WASHINGTON - A former Trump campaign associate who was the target of a secret surveillance warrant during the FBI’s Russia investigation says in a federal lawsuit that he was the victim of “unlawful spying.”
The suit from Carter Page alleges a series of omissions and errors made by FBI and Justice Department officials in applications they submitted in 2016 and 2017 to the Foreign Intelligence Surveillance Court to eavesdrop on Page on suspicion that he was an agent of Russia.
“Since not a single proven fact ever established complicity with Russia involving Dr. Page, there never was probable cause to seek or obtain the FISA Warrants targeting him on this basis,” the lawsuit says, using the acronym for the Foreign Intelligence Surveillance Act.
The complaint largely echoes findings from a Justice Department inspector general report that found significant problems with the four applications.
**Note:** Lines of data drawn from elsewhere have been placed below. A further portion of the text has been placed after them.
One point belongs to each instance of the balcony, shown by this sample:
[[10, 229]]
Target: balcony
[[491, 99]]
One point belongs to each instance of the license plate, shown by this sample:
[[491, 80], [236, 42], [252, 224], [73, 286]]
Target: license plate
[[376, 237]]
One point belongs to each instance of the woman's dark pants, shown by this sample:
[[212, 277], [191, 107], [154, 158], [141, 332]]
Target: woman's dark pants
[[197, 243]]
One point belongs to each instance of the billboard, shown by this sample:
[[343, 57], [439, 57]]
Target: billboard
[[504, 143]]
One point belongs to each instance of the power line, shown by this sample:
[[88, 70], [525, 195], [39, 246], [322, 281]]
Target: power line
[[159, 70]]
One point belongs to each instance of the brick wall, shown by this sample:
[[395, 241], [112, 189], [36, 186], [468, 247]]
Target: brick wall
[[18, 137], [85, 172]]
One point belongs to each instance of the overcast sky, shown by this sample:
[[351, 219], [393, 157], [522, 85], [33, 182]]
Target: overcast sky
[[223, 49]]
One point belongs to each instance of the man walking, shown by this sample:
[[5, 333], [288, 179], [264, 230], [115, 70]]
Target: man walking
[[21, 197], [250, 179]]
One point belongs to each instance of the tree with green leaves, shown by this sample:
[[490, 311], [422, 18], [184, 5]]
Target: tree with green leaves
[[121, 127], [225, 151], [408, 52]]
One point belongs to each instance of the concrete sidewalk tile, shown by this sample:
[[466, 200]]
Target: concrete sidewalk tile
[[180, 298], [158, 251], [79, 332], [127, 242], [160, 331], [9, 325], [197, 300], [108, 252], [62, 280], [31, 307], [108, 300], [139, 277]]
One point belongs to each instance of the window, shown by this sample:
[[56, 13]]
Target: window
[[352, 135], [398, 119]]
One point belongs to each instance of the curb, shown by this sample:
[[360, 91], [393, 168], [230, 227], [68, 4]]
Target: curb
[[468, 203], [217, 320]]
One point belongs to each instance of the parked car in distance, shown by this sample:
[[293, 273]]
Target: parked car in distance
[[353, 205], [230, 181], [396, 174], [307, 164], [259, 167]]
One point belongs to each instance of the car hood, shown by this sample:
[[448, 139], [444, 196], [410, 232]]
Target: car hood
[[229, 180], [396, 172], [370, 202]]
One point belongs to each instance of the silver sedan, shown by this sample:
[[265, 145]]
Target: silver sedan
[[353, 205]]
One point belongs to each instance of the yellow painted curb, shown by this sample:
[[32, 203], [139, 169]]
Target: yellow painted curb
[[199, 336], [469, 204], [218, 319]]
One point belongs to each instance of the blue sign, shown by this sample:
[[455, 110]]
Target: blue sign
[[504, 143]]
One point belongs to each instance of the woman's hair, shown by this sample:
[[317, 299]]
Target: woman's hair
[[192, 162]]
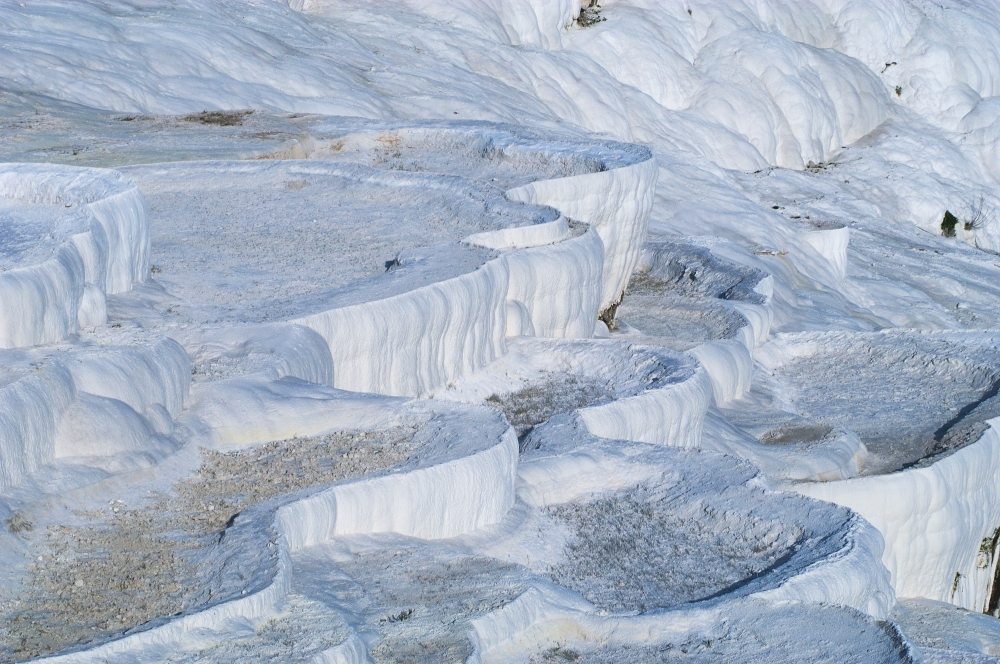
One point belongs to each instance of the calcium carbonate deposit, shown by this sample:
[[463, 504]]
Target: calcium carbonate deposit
[[473, 331]]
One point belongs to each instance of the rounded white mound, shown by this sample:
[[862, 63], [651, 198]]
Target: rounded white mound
[[68, 238]]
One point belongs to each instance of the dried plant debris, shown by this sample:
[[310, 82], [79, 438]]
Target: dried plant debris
[[220, 118]]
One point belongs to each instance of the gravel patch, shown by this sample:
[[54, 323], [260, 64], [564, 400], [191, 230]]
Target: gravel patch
[[644, 549]]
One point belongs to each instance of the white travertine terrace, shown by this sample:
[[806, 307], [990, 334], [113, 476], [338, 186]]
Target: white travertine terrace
[[71, 237], [442, 313]]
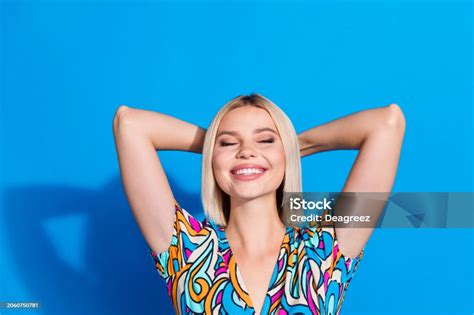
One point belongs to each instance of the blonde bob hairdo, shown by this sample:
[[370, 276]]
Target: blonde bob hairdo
[[216, 203]]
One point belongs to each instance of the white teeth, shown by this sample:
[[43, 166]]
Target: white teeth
[[248, 171]]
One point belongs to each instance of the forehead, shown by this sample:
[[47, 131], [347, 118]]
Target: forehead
[[246, 118]]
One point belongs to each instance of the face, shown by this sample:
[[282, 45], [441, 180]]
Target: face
[[248, 159]]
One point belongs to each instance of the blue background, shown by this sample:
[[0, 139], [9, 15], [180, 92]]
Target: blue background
[[67, 237]]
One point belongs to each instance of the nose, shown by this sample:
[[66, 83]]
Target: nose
[[246, 151]]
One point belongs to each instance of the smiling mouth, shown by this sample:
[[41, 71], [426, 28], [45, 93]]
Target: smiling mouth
[[248, 173]]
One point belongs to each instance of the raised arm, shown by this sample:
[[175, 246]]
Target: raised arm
[[378, 135], [138, 135]]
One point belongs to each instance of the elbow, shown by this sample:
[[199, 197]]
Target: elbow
[[394, 118]]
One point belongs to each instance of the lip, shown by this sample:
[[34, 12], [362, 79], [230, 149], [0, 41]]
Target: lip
[[247, 177]]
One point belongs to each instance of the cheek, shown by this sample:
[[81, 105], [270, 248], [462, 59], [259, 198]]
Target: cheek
[[220, 167]]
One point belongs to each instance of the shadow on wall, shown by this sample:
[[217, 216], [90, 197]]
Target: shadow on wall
[[111, 270]]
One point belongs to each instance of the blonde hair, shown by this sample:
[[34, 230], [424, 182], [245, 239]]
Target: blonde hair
[[216, 203]]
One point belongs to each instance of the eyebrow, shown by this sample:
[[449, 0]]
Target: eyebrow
[[235, 133]]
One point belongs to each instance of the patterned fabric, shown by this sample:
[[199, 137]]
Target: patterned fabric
[[310, 277]]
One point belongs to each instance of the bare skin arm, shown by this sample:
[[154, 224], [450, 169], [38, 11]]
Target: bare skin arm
[[378, 135], [138, 135]]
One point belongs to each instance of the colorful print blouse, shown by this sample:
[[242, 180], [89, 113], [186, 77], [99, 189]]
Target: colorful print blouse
[[310, 276]]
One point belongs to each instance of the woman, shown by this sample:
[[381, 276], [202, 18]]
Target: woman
[[242, 259]]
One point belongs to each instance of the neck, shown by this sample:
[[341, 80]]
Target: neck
[[254, 223]]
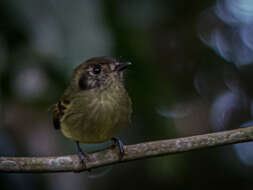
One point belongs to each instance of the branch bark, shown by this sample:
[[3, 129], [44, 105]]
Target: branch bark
[[71, 163]]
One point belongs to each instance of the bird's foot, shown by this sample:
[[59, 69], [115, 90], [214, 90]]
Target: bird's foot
[[83, 156], [118, 142]]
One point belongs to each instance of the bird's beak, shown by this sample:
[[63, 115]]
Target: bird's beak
[[122, 66]]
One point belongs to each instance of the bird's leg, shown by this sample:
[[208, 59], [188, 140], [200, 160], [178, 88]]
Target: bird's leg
[[118, 142], [83, 156]]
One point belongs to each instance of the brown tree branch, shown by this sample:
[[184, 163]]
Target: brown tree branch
[[110, 156]]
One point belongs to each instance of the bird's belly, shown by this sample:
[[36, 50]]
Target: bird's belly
[[102, 122]]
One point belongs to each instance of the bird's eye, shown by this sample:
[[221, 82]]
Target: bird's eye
[[96, 69]]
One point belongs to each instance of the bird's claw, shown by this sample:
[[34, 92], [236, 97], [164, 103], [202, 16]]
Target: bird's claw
[[118, 142]]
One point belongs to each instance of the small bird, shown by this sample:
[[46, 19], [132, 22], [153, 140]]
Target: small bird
[[95, 106]]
Former FBI and Justice Department leaders who were involved in signing off on the secretive surveillance have since testified they wouldn’t have done so had they known of the extent of the issues, and the FBI has initiated more than 40 corrective steps aimed at improving the accuracy and thoroughness of applications to the court.
In the lawsuit, filed Friday in Washington’s federal court, Page accuses the FBI of relying excessively for information on Christopher Steele, a former British spy whose research during the 2016 campaign into Donald Trump’s ties to Russia was funded by Democrats. It says the FBI failed to tell the surveillance court that Steele’s primary source had contradicted information that Steele had attributed to him, or that Page had denied to an FBI informant having “any involvement with Russia on behalf of the Trump campaign.”
The complaint also accuses the FBI of having misled the surveillance court about his relationship with the CIA, for whom Page had been an operational contact between 2008 and 2013. A former FBI lawyer, Kevin Clinesmith, pleaded guilty in August to altering an email by saying that Page had not been a source for the CIA.
The suit names as defendants the FBI and the Justice Department, as well as former FBI Director James Comey, former FBI Deputy Director Andrew McCabe and additional officials who were involved in the Russia investigation.
Despite the problems with the warrant applications, Page accounted for only a narrow portion of the overall investigation into ties between the Trump campaign and Russia.
The same inspector general report that detailed problems in the applications also concluded that the FBI had a legitimate basis for opening the Russia investigation, and did not find evidence of political bias by the officials who conducted it.